In fact, much like I used to be with the Pirates and players like Andrew McCutchen, I'm more excited about seeing the Steelers young "prospects" make names for themselves than I am about the team as a whole.

I'm super intrigued about first round pick Jarvis Jones, and his Week 2 start in Cincinnati--maybe he can soon be that Polamalu-like disruptive force that offensive coordinators around the NFL will have to prepare for.

Along those same lines, I anticipate fellow rookies Le'Veon Bell and Markus Wheaton each getting an opportunity to make a splash or two on offense at different points this season, and I'm excited about that--actually, I'm excited about the thought of anyone helping out the pedestrian offense.

In years past, the only thing on my mind, with regards to a Steelers/Bengals AFC North battle, would be how it would help or hurt Pittsburgh's chances of making the playoffs and ultimately reaching the Super Bowl.
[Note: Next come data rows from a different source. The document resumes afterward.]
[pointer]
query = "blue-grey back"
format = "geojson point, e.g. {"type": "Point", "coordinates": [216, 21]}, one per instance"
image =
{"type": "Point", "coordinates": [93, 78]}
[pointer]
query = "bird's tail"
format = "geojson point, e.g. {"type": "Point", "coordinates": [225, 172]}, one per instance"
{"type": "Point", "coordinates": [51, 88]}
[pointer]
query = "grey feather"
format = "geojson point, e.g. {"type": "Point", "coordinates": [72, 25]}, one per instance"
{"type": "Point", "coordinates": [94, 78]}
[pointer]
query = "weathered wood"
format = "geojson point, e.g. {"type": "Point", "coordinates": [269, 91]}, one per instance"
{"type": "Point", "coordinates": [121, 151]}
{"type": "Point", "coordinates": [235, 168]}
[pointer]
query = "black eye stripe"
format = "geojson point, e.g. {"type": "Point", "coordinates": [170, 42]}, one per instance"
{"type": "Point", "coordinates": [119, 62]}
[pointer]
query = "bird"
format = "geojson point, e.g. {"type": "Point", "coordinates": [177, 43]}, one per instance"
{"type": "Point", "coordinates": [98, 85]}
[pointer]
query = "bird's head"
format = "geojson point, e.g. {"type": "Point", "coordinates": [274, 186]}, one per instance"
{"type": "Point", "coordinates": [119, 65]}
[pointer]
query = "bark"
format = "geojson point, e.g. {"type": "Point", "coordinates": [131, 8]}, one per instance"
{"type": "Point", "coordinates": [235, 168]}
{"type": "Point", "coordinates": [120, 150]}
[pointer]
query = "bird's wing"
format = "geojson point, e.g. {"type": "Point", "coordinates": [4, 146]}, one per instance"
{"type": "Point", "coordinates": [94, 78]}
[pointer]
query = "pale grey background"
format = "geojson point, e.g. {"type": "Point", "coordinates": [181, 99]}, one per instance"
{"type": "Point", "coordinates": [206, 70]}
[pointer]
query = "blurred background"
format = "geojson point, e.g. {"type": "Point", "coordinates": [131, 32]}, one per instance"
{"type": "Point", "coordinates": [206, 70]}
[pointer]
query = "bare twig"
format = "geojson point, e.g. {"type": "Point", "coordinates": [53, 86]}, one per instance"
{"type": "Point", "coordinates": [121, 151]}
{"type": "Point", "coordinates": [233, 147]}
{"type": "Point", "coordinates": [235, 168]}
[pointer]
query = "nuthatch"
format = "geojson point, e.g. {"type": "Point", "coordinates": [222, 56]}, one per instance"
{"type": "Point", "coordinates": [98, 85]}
But with my expectations lowered, and the Pirates around to do the emotional heavy lifting for me (they're currently tied for first place in the NL Central with just two weeks left to go), I'll simply be watching Monday night's clash with the hopes of a good showing and a surprise in the form of an upset over the Bengals (still can't believe I'm saying "upset" and "Bengals" in the same sentence).

These lower expectations aren't so bad when you learn to deal with them.